Kini, dengan keterbatasan fisik yang dimiliki, menjahit adalah pilihan dan keterampilan terbaik bagi beliau untuk dijalani hingga sekarang. Sebelumnya ia bekerja sebagai pendayung perahu di sungai, petugas parkir jalanan, hingga menjadi pedagang asongan. Uang hasil kerja kerasnya ia kumpulkan sedikit demi sedikit sebagai modal belajar menjahit. Beliau juga menjual gerobak dagangan asongannya untuk modal membeli mesin jahit bekas di awal memulai pekerjaannya, jasa menjahit.

Berada di dalam sisi gang yang sempit di Pasar Lama Tangerang, Desa Sukarasa, kami berkesempatan menemui Sajum sekaligus menjadi kesempatan penyaluran bantuan donasi mesin jahit.
Bersama istrinya yang mendampingi, Sajum menaruh banyak harapan di ruang karya yang hanya berluaskan 2x1 meter, dengan tinggi 2,5 meter ini. Mereka melayani pelanggan untuk jahit vermak ukuran, jahit resleting, atau memasang kancing. "Istri saya juga bisa menjahit, jadi masih bisa bekerja sama. Alhamdulillah sekali," ungkap beliau hingga tiga kali mengucap hal yang sama.


Apa adanya adalah gaya Sajum. Beliau tidak mau memaksa atau menagih bila ada pelanggan yang belum membayar jasa ongkos jahitnya, "Mungkin mereka (pelanggan) lupa atau belum ada uang.
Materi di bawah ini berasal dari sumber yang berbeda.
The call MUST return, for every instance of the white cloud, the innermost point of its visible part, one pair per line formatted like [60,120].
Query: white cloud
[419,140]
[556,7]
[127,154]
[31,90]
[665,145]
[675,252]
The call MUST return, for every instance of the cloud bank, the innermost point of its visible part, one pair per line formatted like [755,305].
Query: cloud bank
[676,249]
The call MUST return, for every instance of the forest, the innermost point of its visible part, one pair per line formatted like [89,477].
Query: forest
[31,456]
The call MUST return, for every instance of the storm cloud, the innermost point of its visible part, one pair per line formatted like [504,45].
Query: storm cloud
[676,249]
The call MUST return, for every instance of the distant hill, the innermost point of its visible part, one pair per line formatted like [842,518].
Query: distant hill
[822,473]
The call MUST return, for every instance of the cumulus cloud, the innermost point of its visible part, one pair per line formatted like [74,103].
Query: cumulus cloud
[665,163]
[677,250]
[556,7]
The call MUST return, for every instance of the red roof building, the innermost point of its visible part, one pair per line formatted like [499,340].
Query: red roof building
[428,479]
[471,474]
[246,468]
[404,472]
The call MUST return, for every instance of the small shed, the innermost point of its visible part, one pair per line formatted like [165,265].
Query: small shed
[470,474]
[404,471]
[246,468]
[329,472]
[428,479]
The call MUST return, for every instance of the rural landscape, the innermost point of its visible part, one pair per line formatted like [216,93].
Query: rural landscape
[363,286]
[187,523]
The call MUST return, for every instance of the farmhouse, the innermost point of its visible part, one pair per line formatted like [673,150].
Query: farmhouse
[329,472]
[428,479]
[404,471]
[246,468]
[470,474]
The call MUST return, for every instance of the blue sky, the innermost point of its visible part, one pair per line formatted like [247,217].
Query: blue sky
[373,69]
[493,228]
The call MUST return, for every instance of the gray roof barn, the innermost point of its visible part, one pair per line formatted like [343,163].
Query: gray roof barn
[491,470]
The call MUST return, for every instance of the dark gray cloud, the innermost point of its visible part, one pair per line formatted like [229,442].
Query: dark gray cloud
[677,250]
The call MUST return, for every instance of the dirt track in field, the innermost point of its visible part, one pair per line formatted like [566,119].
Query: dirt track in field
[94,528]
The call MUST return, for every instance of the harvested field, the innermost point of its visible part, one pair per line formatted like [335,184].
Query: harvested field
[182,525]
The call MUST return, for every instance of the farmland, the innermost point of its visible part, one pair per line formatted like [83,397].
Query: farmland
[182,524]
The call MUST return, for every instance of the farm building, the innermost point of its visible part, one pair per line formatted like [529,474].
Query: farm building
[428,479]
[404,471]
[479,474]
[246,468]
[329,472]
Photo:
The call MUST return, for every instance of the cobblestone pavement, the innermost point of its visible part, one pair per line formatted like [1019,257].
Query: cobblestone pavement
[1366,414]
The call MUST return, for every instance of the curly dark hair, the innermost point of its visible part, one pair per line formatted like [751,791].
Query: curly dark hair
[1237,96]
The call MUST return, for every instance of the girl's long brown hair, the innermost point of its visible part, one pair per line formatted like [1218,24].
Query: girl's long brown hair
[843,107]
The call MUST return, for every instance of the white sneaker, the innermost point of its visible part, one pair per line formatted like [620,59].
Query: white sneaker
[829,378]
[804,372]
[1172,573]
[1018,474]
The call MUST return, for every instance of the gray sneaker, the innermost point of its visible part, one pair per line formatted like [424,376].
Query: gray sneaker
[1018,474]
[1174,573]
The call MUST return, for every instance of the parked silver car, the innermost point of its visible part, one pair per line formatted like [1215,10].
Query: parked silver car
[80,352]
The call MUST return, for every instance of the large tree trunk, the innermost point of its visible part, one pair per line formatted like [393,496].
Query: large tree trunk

Yang terpenting hubungan baik kami tetap terjaga, soal rezeki Allah sudah mengaturnya," tutur Sajum dengan senyum.
Namun, usianya yang tidak lagi muda, tak menuakan rasa semangatnya untuk menikmati hidup. Kondisi fisiknya yang tidak lagi bugar, tak melemahkan perjuangannya melanjutkan hidup. "Saya tidak mau hidup hanya sekedar menengadahkan tangan saja. Saya bisa, saya mau, kita harus bermanfaat untuk sekitar," tegasnya.


Tidak lama setelah Sajum mencoba 'bermain' dengan rincian kecil mesin jahit baru yang tak lagi rusak dan kropos mejanya, ia berusaha bangun dari tempat duduknya dan berkata pada kami, "Mohon maaf sekali, ini sudah hampir waktu Dzuhur (sambil menunjuk arloji tua nya), saya harus ke Masjid dulu ya," pintanya yang kemudian mengambil tongkat kayunya, dan berjalan tertatih meninggalkan kios.
Bukan hanya tentang hidup bermanfaat, tetapi Sajum juga mengajarkan kita untuk hidup bersyukur.
Bukan hanya tentang hidup bermanfaat, tetapi Sajum juga mengajarkan kita untuk hidup bersyukur.